Studio album by Nightnoise
- Released: 1987
- Recorded: 1986–1987
- Genre: Irish traditional Celtic Chamber music Jazz New Age
- Length: 50:06 (LP) 56:00 (compact disc)
- Label: Windham Hill Records
- Producer: Billy Oskay Mícheál Ó Domhnaill

Nightnoise chronology
| Nightnoise (1984) | Something of Time (1987) | At the End of the Evening (1988) |

= Something of Time =

Something of Time is a studio album by Nightnoise. The album was released by Windham Hill Records (WD-1057) in 1987.

== Track listing ==

1. "Timewinds" by Billy Oskay (3:47)
2. "Perchance to Dream" (Billy Oskay, Mícheál Ó Domhnaill) – 4:56
3. "The Erebus and the Terror" (M. Ó Domhnaill) – 4:34
4. "On the Deep" (M. Ó Domhnaill) – (4:05)
5. "Hourglass" (M. Ó Domhnaill) – (6:05)
6. "Shadows on a Dancefloor" (M. Ó Domhnaill) – (3:53)
7. "Wiggy Wiggy" (M. Ó Domhnaill) – (4:22)
8. "Tundra Summer" (Oskay) – (4:49)
9. "Aprés-Midi" (Tríona Ní Dhomhnaill) – (3:54)
10. "Something of Time" (M. Ó Domhnaill) – (3:04)
11. "Toys Not Ties" (Brian Dunning) – (3:59)
12. "I Still Remember" (Oskay) – (3:45) [CD bonus track]
13. "One for the Lad" (M. Ó Domhnaill) – (4:12) [CD bonus track]

== Credits ==

- Billy Oskay – violin, viola, piano, harmonium, producer, engineer, mixing, digital editing and assembly
- Mícheál Ó Domhnaill – guitar, whistle, piano, harmonium, synthesizer, vocals, producer
- Tríona Ní Dhomhnaill – harmonium, harpsichord, synthesizer
- Brian Dunning – flute, alto flute, panpipes
- Stewart Whitmore – digital editing and assembly
- Bernie Grundman – mastering
- Ian Matthews – mixing
- Howard Johnston – mixing
- John F. Cooper – photography
- Anne Robinson – design

== Notes ==
Recorded at Nightnoise Studio, Portland, Oregon in 1985 and 1986.

Track 7 is called "Wiggy Wiggy" A State Of Being on the LP sleeve back, but only the liner notes on the CD release.

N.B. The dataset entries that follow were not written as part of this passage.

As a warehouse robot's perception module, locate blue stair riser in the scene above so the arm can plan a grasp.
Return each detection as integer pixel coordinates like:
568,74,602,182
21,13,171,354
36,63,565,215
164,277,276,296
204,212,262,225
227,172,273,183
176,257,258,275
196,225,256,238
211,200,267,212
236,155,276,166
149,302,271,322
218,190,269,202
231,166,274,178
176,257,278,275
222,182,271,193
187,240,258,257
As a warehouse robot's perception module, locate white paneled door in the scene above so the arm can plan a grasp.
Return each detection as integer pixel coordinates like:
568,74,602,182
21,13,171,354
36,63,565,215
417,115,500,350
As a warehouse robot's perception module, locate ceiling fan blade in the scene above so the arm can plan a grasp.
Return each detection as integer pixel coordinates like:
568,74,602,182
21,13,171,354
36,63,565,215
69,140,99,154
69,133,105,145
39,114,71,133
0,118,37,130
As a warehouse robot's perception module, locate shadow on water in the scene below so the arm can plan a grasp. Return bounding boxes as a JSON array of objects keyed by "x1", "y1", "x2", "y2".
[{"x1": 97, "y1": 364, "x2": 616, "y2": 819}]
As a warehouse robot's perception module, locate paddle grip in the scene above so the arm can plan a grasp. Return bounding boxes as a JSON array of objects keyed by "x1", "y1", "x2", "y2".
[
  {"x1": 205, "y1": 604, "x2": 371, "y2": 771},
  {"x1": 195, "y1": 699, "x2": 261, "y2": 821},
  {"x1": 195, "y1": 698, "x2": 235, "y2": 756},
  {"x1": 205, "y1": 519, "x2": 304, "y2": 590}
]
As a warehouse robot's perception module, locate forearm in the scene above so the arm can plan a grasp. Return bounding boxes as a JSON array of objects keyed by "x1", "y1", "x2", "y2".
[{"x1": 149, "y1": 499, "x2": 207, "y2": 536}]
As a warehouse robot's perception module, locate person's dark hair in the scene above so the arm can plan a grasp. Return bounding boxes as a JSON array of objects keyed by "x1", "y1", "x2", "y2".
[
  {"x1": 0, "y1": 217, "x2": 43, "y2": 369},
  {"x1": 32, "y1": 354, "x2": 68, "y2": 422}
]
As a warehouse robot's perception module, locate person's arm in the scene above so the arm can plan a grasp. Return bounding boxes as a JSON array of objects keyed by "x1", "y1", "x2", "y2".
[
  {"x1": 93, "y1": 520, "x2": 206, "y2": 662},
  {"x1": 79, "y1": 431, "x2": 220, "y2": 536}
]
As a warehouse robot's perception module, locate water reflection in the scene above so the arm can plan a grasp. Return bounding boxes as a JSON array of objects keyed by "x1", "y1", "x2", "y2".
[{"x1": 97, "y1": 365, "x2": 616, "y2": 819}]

Track 11 is called "Toys Not Ties" An Adult's Lament on the LP sleeve back, but only the liner notes on the CD release.

Track 12 is called "One For The Lad" For Tich Richardson R.I.P. in the liner notes only. Tich Richardson was a member of Boys of the Lough. He died in an auto accident in Scotland in 1984.